Sebenarnya, kolesterol sangat penting bagi tubuh kita. Apakah Teman Sehat tahu kalau salah satu penyusun membran sel dalam tubuh kita adalah kolesterol? Selain menjadi komponen dalam pembentukan membran sel, kolesterol juga berperan dalam produksi lipoprotein plasma, hormon steroid, dan asam empedu yang membantu pencernaan lemak.
Kolesterol dalam telur
Kolesterol dalam telur sering kali menjadi momok yang menakutkan. Satu butir telor ukuran sedang mengandung 186-200 mg kolesterol. Banyak orang yang ngga mau lagi makan telur karena dipercaya bikin kolesterol. Disayangkan sekali, karena telur adalah sumber portein hewani kaya gizi dan ekonomis.

Hal ini karena banyak pendapat keliru yang beredar bahwa kolesterol pada telor langsung diubah menjadi serum kolesterol dalam darah yang nantinya akan meningkatkan risiko penyakit jantung koroner. Sayangnya hal tersebut ngga benar, Teman Sehat. Inilah yang mesti Teman Sehat tahu mengenai kolesterol dalam pangan, termasuk kolesterol dari telor.
Metabolisme kolesterol dalam tubuh
Secara umum, sel-sel dalam tubuh kita memiliki kemampuan untuk merasakan kebutuhan akan kolesterol. Saat sel membutuhkan kolesterol, maka produsi kolesterol akan meningkat. Tapi saat produksi kolesterol meningkat, penyerapan kolesterol dari makanan akan menurun, begitu pula sebaliknya. Simpelnya sistem di dalam tubuh kita sudah mengaturnya dengan baik, kita hanya perlu mengupayakan sebaik mungkin untuk menjaganya.
Namun beberapa hasil penelitan menunjukan bahwa faktor genetik juga memainkan peranan penting dalam mempengaruhi penyerapan dan pembentukan kolesterol ke- dan di- dalam tubuh kita. Ada orang yang dikategorikan dominan memproduksi kolesterol dalam tubuh (low absorber) ada pula orang yang dominan dalam penyerapan kolesterol dari pangan (low synthesiser).

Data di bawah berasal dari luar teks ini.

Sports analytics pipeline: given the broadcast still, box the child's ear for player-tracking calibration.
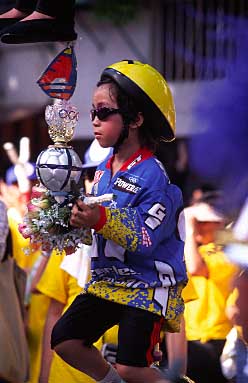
[129,112,144,129]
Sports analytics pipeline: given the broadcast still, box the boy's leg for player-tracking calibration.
[51,294,121,383]
[116,306,166,383]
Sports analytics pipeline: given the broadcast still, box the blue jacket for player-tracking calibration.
[86,149,187,318]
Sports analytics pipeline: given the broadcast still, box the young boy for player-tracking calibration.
[52,60,187,383]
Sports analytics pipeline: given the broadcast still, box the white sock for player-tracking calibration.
[97,363,122,383]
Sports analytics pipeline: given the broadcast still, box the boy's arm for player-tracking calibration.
[93,191,181,255]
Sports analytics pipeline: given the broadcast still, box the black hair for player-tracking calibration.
[97,76,159,152]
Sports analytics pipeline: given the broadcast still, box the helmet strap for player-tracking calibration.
[113,124,129,154]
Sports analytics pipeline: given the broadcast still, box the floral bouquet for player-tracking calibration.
[19,185,113,254]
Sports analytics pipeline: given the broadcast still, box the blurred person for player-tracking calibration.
[185,199,238,383]
[52,60,187,383]
[0,201,29,383]
[190,18,248,379]
[0,0,77,44]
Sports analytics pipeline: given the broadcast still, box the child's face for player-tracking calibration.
[92,84,123,148]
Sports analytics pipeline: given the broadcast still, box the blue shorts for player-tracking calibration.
[51,293,165,367]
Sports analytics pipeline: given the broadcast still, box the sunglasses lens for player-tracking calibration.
[90,109,96,121]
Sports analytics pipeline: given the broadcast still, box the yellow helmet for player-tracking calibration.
[101,60,176,141]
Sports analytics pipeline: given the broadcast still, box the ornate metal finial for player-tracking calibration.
[45,99,79,147]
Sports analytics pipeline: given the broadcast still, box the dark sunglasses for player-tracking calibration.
[90,106,121,121]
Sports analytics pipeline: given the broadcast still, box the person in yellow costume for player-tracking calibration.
[185,199,237,383]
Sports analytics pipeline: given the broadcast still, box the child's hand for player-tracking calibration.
[70,199,100,228]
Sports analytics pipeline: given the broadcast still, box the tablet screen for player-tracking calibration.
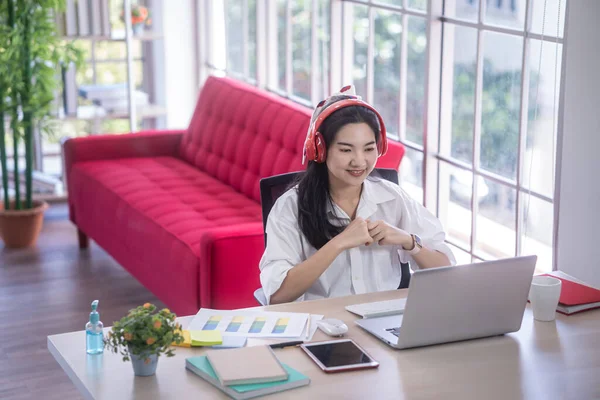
[304,340,374,368]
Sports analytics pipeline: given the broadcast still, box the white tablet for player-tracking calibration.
[300,339,379,372]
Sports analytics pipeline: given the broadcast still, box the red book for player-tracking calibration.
[543,274,600,315]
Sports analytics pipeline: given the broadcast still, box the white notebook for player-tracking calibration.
[206,346,288,386]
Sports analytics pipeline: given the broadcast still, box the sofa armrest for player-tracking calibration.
[198,222,265,310]
[62,130,185,196]
[376,139,406,171]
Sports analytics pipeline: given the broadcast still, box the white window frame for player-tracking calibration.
[197,0,566,270]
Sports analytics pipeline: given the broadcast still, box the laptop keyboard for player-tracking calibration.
[386,327,400,337]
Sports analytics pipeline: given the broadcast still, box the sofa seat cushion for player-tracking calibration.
[69,157,262,312]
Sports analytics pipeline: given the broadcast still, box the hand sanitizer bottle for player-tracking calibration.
[85,300,104,354]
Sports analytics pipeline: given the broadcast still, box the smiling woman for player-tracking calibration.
[260,86,454,303]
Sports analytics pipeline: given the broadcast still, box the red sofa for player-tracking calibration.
[64,77,404,315]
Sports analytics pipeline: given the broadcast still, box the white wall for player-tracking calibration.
[163,0,198,129]
[555,0,600,287]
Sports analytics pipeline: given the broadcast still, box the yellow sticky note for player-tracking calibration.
[190,330,223,346]
[171,330,192,347]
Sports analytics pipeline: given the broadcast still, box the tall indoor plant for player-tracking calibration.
[0,0,81,247]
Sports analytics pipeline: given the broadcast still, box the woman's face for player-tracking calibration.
[326,122,377,186]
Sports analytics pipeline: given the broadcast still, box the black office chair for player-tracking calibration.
[254,168,410,305]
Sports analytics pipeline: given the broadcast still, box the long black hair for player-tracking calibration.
[298,101,381,249]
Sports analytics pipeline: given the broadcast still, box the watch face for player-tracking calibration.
[414,235,423,247]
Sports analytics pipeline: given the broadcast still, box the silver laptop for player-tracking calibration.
[356,256,537,349]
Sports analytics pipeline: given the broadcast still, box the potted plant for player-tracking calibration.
[121,4,152,35]
[104,303,183,376]
[0,0,82,247]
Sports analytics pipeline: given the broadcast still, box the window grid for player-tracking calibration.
[199,0,564,268]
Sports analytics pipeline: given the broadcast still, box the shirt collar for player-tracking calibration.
[327,178,395,222]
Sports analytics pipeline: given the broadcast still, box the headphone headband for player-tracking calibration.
[302,96,387,164]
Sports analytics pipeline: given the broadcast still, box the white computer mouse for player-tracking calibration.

Low absorber dan low synthesizer
Orang yang dominan memproduksi kolesterol di dalam tubuh umumnya memiliki penyerapan kolesterol dari pangan yang relatif rendah. Sementara orang yang dominan dalam penyerapan kolesterol dari pangan umumnya memiliki produksi kolesterol dalam tubuh yang relatif rendah. Jadi keseimbangan kolesterol dalam tubuh tetap terjaga.

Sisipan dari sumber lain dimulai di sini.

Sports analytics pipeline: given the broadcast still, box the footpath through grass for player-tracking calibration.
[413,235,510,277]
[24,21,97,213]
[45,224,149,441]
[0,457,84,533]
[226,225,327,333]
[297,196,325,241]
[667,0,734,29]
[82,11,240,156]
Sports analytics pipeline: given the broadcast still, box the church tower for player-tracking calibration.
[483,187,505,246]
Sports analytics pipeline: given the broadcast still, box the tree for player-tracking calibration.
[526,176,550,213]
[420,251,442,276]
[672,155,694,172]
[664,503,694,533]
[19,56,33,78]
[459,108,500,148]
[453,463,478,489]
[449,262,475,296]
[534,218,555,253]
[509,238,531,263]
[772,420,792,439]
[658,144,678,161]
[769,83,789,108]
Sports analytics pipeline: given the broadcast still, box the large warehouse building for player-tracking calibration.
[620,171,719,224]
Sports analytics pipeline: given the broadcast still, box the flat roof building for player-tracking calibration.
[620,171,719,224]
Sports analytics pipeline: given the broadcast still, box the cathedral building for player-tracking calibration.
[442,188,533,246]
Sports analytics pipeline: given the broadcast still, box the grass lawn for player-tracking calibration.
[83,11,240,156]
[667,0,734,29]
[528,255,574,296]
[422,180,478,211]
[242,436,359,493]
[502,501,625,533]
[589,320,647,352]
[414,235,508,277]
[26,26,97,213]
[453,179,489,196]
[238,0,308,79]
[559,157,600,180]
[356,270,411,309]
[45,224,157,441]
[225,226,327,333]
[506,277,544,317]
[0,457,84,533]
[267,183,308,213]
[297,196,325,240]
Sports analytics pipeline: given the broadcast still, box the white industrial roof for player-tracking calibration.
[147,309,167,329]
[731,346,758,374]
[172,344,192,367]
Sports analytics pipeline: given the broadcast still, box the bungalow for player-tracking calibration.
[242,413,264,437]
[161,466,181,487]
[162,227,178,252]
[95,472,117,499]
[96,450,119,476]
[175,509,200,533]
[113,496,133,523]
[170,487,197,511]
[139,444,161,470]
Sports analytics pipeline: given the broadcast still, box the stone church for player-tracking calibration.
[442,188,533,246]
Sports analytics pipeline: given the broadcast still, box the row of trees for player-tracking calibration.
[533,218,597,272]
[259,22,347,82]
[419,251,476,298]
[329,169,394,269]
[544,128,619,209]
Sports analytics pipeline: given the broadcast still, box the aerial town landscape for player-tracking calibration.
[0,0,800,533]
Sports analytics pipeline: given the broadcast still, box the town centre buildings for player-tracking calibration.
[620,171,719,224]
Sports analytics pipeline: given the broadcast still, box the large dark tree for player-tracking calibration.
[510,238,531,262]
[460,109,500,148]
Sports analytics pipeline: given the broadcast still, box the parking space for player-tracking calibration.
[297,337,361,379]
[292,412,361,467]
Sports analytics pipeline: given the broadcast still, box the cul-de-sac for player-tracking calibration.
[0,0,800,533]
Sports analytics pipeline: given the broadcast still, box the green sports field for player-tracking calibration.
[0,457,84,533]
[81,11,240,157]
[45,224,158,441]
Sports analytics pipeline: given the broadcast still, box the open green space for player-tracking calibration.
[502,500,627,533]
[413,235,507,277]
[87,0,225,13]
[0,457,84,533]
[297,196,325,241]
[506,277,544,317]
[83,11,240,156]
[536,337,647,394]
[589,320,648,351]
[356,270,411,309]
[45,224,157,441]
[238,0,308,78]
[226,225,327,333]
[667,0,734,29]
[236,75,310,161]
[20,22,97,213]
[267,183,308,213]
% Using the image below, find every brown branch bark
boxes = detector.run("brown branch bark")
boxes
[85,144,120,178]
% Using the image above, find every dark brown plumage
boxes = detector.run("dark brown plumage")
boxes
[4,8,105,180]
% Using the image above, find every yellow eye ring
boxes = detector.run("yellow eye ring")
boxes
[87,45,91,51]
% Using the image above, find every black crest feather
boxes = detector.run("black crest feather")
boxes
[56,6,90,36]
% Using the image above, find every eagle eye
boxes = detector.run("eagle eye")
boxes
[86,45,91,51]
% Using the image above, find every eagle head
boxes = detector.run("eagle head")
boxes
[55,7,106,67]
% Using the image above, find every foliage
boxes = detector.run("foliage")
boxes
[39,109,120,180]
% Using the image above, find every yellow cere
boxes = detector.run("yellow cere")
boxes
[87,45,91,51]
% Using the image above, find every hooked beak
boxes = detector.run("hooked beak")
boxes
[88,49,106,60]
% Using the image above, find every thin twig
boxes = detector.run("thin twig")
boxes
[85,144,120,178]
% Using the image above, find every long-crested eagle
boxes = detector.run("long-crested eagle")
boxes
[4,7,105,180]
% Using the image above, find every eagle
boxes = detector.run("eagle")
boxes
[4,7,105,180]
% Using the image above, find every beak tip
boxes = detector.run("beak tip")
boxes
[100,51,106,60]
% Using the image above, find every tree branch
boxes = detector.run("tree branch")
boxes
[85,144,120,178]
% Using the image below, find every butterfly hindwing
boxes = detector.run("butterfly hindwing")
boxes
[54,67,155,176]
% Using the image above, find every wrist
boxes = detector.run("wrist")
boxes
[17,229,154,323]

Sementara itu, ada satu kelompok yang secara genetik memiliki level kolesterol yang tinggi yaitu kelompok familial hypercholesterolaemia (FH), sehingga untuk kelompok ini konsumsi pangan sumber kolesterol perlu dibatasi.

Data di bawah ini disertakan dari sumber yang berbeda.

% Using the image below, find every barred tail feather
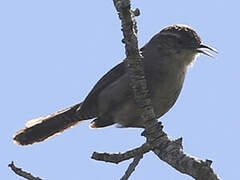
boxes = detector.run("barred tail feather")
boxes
[13,103,83,145]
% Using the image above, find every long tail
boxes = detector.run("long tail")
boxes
[13,103,82,145]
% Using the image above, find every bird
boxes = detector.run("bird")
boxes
[13,24,217,145]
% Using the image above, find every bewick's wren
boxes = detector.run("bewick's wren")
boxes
[14,25,216,145]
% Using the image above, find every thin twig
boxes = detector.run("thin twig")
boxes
[8,161,43,180]
[121,155,143,180]
[91,143,152,164]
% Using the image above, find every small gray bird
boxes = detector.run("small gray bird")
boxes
[13,25,217,145]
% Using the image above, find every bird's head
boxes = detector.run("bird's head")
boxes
[144,24,217,65]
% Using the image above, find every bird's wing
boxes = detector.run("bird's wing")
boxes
[78,62,126,119]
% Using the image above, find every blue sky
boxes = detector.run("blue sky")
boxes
[0,0,240,180]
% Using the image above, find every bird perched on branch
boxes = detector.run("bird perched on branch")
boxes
[13,25,217,145]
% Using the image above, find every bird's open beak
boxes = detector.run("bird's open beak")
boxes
[196,44,218,58]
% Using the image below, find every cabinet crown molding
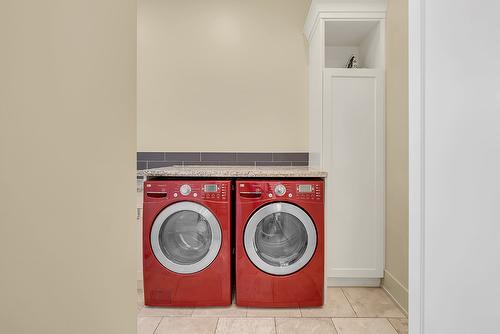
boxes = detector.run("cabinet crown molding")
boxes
[304,0,387,40]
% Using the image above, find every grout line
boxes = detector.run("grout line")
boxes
[385,318,399,334]
[340,288,359,318]
[330,318,340,334]
[381,285,408,318]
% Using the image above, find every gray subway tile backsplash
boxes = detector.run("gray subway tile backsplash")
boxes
[255,161,292,166]
[137,152,309,170]
[236,153,273,162]
[148,161,182,168]
[137,152,165,161]
[165,152,201,161]
[273,153,309,161]
[201,152,237,161]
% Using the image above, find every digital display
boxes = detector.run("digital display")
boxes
[297,184,313,193]
[203,184,217,193]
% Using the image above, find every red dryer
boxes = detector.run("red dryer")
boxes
[236,179,324,307]
[143,180,231,306]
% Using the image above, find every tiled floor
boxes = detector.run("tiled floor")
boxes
[137,288,408,334]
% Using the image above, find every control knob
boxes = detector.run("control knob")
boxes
[274,184,286,196]
[179,184,191,196]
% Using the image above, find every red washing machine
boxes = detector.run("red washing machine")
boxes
[143,180,231,306]
[236,179,324,307]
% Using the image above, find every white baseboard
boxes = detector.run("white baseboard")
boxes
[326,277,380,287]
[382,270,408,316]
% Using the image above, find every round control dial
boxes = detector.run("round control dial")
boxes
[274,184,286,196]
[179,184,191,196]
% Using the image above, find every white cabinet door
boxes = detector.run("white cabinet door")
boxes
[323,69,385,278]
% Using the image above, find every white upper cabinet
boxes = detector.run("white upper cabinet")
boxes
[305,0,385,285]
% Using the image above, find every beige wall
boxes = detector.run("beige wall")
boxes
[384,0,408,310]
[0,0,137,334]
[137,0,310,152]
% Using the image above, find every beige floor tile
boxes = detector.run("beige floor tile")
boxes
[247,307,301,318]
[193,304,247,318]
[215,318,276,334]
[139,306,193,317]
[333,318,397,334]
[155,317,217,334]
[343,288,404,318]
[137,317,161,334]
[389,318,408,334]
[276,318,337,334]
[300,288,356,318]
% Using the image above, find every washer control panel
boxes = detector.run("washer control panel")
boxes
[201,182,229,201]
[237,180,323,201]
[295,183,322,200]
[179,184,191,196]
[274,184,286,196]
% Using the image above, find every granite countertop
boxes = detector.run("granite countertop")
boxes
[137,166,327,178]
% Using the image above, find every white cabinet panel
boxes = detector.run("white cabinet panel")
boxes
[323,69,384,278]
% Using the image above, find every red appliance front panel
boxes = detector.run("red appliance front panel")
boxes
[236,180,324,307]
[143,180,231,306]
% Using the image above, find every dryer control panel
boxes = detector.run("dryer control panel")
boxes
[144,180,230,202]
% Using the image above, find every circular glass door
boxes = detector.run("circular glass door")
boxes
[151,202,222,274]
[244,202,317,275]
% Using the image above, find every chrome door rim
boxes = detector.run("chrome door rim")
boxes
[244,202,317,275]
[150,201,222,274]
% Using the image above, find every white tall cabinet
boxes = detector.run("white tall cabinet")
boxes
[305,0,386,286]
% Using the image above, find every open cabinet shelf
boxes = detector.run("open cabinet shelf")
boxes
[325,20,384,68]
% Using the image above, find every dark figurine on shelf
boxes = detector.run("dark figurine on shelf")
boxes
[346,55,358,68]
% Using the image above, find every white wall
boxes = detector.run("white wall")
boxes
[0,0,137,334]
[410,0,500,334]
[137,0,310,152]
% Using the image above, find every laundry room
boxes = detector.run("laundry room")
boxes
[137,0,408,334]
[0,0,500,334]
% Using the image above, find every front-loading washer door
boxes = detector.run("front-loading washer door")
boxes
[151,202,222,274]
[244,202,317,275]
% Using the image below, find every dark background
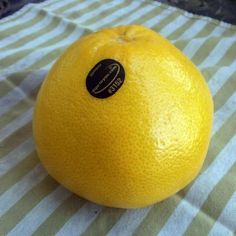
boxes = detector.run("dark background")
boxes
[0,0,236,24]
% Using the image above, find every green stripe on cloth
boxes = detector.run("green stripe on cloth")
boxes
[0,0,236,236]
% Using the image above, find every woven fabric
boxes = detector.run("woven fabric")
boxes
[0,0,236,236]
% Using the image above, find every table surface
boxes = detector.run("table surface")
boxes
[0,0,236,24]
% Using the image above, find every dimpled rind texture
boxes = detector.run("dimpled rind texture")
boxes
[33,25,213,208]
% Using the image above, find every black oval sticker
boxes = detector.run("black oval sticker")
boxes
[86,59,125,98]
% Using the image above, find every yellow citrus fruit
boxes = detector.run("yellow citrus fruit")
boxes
[33,25,213,208]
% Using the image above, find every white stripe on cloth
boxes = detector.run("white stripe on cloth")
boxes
[7,186,72,236]
[38,0,75,11]
[208,192,236,236]
[2,29,84,76]
[0,3,32,26]
[0,165,47,217]
[158,135,236,236]
[0,12,54,48]
[89,1,141,30]
[0,0,74,34]
[107,206,151,236]
[212,92,236,135]
[114,5,155,26]
[0,21,69,59]
[0,2,96,59]
[0,70,46,116]
[199,34,236,69]
[56,202,103,236]
[0,108,33,142]
[0,137,34,177]
[208,60,236,96]
[60,1,101,18]
[69,0,122,22]
[182,27,226,58]
[172,20,207,42]
[159,15,188,37]
[143,8,173,28]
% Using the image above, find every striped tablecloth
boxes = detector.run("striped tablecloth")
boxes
[0,0,236,236]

UK Dietary Guidelines terbaru telah menghapus pembatasan asupan kolesterol, tetapi pengecualian pada kelompok familial hypercholesterolemia (FH). Kelompok ini merupakan kelompok yang sensitif terhadap kolesterol dan merupakan kelainan genetik. Oleh karenanya, UK Dietary Guidelines tetap membatasi asupan kolesterol pada kelompok ini yaitu 300 mg/hari. Meskipun demikian, kejadian menderita kelainan genetik ini relatif kecil, dan berdasarkan data yang ada umumnya berada di UK.
Intinya, kita tidak perlu khawatir dengan kolesterol dalam pangan. Yang perlu kita khawatirkan sebenarnya kandungan lemak jenuh dalam pangan. Karena lemak jenuhlah yang memainkan peranan lebih besar terhadap berbagai masalah kesehatan. Yang terpenting adalah menerapkan diet seimbang dan rutin beraktivitas fisik, ya Teman Sehat!